Janet put her hand over her mouth to stifle the scream and ran out of the house. She waited for her husband to come home. When Janet saw him, she ran into his arms, tightly clasping until he had to prise her gently off. “What’s wrong?” he asked.
“The kids! They are aliens! I can’t explain it. Something must be wrong with me; tell me you see it too. Go in and look at Eric; he is glowing bright green!” Brett could not see the glowing mist.
Later, sitting in the doctor’s office, Janet pulled at a loose seam on her coat; it was the only thing that seemed real to her. In the waiting room had been another two alien-looking children, their big orange-coloured eyes blinking as they gazed docilely around the room.
The doctor could find nothing wrong with her other than lowered dopamine and serotonin levels from the anti-nausea medication. Janet remembered that the incidents coincided with her taking the pills. She told the doctor, and he advised her to stop taking them.

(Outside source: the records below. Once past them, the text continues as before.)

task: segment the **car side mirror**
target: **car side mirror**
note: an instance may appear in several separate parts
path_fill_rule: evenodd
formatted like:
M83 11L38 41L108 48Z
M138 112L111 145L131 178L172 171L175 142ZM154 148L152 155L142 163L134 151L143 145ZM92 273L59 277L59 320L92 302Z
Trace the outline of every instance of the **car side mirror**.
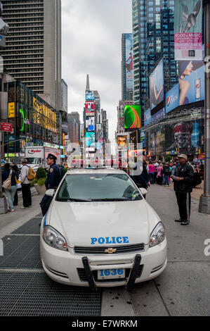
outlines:
M145 195L147 193L148 193L148 191L143 187L139 187L138 189L143 195Z
M46 195L47 196L53 196L54 194L55 194L55 189L47 189L45 192L45 195Z

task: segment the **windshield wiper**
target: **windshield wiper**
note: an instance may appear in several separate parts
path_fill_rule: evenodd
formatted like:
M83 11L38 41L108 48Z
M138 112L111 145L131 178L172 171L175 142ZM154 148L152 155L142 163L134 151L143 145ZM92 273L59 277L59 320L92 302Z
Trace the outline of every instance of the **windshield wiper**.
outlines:
M73 201L73 202L91 202L91 199L73 199L73 198L56 198L58 201Z
M139 196L135 196L135 198L104 198L104 199L93 199L92 201L135 201L136 198L140 198Z

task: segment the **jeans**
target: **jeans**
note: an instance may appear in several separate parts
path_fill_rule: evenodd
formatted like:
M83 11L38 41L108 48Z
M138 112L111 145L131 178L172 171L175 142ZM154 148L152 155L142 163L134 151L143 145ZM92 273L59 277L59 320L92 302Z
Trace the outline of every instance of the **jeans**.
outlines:
M169 175L164 175L164 185L169 186Z
M23 206L27 208L32 206L31 185L22 184L22 194Z
M189 220L190 216L191 195L190 192L176 192L180 218L182 220Z
M154 184L154 173L149 173L150 182L150 184Z
M4 190L5 190L5 194L8 198L8 203L9 208L11 210L14 209L13 200L14 200L15 192L17 190L16 185L11 186L11 189L4 189Z

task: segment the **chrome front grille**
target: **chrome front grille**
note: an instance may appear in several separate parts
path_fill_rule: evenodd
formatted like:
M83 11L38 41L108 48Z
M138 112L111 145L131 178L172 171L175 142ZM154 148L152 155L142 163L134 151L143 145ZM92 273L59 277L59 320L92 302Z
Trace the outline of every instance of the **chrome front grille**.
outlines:
M116 251L113 253L105 252L106 249L110 249L111 246L96 246L95 247L91 247L89 246L75 246L74 252L75 254L81 255L90 255L90 254L106 254L106 255L114 255L122 254L129 254L136 251L143 251L145 250L144 244L136 244L133 245L122 245L122 246L113 246L112 248L116 249Z

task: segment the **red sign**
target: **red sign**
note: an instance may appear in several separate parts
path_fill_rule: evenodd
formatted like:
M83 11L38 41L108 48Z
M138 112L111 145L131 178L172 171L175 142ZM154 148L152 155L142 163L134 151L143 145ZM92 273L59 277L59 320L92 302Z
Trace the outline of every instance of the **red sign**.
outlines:
M11 132L13 131L13 127L11 123L4 123L4 122L0 123L1 131L6 131L6 132Z

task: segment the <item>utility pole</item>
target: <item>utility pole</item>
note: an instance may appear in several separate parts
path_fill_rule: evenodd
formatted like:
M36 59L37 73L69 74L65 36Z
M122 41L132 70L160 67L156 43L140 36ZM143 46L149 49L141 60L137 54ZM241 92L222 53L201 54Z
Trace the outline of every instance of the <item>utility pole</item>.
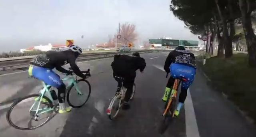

For a few days, Janet continued taking the pills out of curiosity and, after a week, became well acquainted with the alien creatures that were posing as her children. She tossed up, secretly medicating Brett’s food so he could see them too. But where were her children if these were not hers? Who was looking after them? Were they dead? The thoughts were too much to bear. She watched the little glowing baby with the strange shifting face that could still be her son as long as she didn’t take the anti-nausea pills.
Two weeks after she threw away the pills, Eric started to crawl. Her children scampered around the house and diligently applied themselves to their studies. The images began to fade from memory, and Janet hoped that one day she would forget that strange time when her children were not human.
One day a few weeks later, she was visiting a friend, they were talking about nothing much, but her friend seemed distracted and frazzled. Seemingly at her wits’ end, her friend confided that her children were aliens. “Are you allergic to the Bollyroot and take the anti-nausea medication?” Janet asked.
“Yes! I’ve been telling myself I’m hallucinating because of it. I haven’t said anything, so people don’t think I’m going crazy. What do you know?” Her friend implored a little desperately.
Janet stared at her friend for a minute. “We should go together and see the doctor. I had to stop taking the medication for the same reason!”
Her friend’s face filled with relief. “Oh, thank god it’s not just me.”
The doctor sat quietly behind his metal desk, hands folded in his lap and clasped together. There were four other people in the room. Janet had found out in the waiting room that they were all there due to their allergic reaction to the plant and had all seen the glowing green mist and strange creatures posing as their children.
“The good news is that the Naprogesic doesn’t cause hallucinations. I was sure there must be a psychological reason for these reactions,” the doctor said calmly, “but looking further into this issue that has risen and the number of cases presenting, there has begun a serious investigation into the issue. As you know, we have found exciting properties in the vegetable called Bollyroot. It’s an alkaloid which may have significant medical applications. But, we are yet to explain why these symptoms are presenting in those allergic to the root.”
“An interesting development has also arisen where someone in the colony presenting with severe depression has experienced the same visions.” The doctor stared at each of them as if this had great meaning.
They all looked at each other. “The bollyroot side-effects are mild, we were told, and totally safe for consumption.” Said Janet indignantly.
“It is.” Replied the doctor seriously.
Janet felt a little sick. The doctor was trying to tell them something without really saying it.
“We need more evidence before taking any action, but there is evidence that the elevated dopamine and serotonin levels created by consuming the root are masking a potential incident affecting all colonists. We ask that you bring your children in for observation and routine tests. Your discretion at this time is of great importance.”